During the end-run of business school, on June 23 2008, we were so drained and head-screwed-on-wrong and stressed and just plain wrung out like old dirty washcloths that you could feel the sheer limp exhaustion hanging in the air like a bad hangover.

One of the Belgians decided, in his infinite wisdom, that June 23 would henceforth be known as International Bloody  Mary Day, and it was a Good Thing.

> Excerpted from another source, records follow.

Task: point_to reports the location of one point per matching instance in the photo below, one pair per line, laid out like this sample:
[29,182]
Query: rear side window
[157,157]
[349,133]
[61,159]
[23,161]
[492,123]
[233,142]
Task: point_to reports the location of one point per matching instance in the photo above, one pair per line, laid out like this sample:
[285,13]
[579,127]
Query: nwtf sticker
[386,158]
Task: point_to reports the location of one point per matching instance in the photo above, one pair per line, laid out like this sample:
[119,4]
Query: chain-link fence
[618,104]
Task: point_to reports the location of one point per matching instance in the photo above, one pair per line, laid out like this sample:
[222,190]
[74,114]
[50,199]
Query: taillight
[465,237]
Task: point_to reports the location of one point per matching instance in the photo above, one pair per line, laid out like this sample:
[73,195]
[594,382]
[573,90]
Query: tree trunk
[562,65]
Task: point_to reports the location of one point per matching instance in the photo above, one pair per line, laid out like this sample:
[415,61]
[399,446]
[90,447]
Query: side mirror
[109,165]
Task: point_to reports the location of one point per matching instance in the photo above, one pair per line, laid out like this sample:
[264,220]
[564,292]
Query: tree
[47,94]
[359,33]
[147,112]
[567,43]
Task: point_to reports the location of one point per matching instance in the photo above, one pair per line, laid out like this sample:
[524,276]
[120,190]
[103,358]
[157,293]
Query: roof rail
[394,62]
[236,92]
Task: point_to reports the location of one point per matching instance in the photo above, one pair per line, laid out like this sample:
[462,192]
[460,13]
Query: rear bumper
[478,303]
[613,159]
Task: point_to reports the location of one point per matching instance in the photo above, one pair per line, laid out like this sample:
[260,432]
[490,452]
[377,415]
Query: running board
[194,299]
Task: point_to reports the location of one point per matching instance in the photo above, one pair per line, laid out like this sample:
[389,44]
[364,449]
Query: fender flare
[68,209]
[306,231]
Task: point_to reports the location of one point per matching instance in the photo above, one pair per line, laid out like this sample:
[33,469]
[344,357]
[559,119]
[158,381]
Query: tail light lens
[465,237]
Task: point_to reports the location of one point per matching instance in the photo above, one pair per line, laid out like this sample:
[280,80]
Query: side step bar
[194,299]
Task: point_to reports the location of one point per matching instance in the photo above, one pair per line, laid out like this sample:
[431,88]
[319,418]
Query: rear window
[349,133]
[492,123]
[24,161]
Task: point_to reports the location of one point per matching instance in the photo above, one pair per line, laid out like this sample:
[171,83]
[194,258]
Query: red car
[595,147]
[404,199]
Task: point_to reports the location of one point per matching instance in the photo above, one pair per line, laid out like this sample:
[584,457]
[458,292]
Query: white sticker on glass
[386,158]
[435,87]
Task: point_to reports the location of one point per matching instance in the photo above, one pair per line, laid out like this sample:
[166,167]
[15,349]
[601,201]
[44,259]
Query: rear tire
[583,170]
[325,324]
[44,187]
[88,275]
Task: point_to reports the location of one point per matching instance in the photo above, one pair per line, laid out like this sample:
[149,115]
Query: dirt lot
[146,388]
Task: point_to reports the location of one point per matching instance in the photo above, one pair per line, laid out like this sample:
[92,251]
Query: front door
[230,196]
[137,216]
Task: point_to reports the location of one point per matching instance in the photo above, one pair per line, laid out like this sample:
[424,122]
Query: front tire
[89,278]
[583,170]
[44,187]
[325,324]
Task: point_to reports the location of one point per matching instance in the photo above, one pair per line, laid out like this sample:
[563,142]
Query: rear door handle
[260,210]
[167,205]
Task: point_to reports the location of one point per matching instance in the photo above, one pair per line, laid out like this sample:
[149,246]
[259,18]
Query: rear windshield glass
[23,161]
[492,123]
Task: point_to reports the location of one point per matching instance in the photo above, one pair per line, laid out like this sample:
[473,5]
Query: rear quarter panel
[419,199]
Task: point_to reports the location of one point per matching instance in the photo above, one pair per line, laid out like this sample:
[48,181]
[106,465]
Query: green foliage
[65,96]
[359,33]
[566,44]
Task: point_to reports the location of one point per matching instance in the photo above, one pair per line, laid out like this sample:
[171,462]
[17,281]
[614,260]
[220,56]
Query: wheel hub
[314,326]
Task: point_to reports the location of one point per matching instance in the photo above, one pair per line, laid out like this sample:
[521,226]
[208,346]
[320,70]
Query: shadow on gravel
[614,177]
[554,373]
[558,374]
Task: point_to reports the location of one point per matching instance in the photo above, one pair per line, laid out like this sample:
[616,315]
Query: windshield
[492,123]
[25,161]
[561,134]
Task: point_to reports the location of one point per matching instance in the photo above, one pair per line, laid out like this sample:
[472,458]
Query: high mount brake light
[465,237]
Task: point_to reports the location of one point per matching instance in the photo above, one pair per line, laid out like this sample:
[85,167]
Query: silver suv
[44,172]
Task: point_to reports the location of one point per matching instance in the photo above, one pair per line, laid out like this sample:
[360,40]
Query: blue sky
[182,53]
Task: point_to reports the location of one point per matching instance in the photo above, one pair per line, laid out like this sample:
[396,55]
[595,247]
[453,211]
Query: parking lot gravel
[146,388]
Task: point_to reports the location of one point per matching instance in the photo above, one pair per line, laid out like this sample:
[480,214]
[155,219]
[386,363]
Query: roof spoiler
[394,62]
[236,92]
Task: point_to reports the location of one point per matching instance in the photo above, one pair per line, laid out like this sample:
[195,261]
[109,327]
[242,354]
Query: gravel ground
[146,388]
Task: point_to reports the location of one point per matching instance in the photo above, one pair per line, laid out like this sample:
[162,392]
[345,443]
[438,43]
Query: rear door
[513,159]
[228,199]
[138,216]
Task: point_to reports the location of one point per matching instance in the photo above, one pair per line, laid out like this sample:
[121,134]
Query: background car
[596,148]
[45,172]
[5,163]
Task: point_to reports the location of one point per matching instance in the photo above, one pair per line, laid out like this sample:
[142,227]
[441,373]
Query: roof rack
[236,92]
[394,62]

That morning, a few of us set up a table on a sunny lawn outside one of the main lecture halls on campus, liberally stocked with tomato juice, salt, pepper, Tabasco, limes, celery (you can’t have a good Bloody Mary without an obnoxious bush of celery hanging out of your glass) and, of course, a Soviet motor rifle division command headquarters’ worth of third rate vodka.  It helped that some of the more alcoholic of our class had made good friends with the bar counter staff in the school cafeteria, and so generous quantities of ice were on hand to help deal with the welcome heat of a sunny French morning.
The welcoming drinks, chairs, and friendly drunks served to persuade an appreciable number of weaker-willed passers-by to join the party, while at the latest, the third or fourth Bloody Mary in turn dissuaded them from bothering to attend class.  All the while, a withering hurricane of envious looks passed our way from the poor saps caught in a mind-numbingly dull economics lecture (or at least it must have seemed that way, compared to the happy drunks reveling in the sunshine outside.)  There was always room at the table, with participants stumbling off to sleep off the first round or two under the trees nearby.
Person after person was persuaded to drop their no doubt important homework / job search / social plans and join the fun; even running out of vodka was no impediment to the single-minded impromptu bar outside.  The Belgian connection came through once again, not only recruiting a compatriot finance professor to join us for a snort, but convincing him to donate a long-dormant bottle of vodka that a student had once presumably attempted to bribe him with.
And so, June 23 is now International Bloody Mary Day.  Just don’t forget the celery.  It’s not a real bloody mary without it.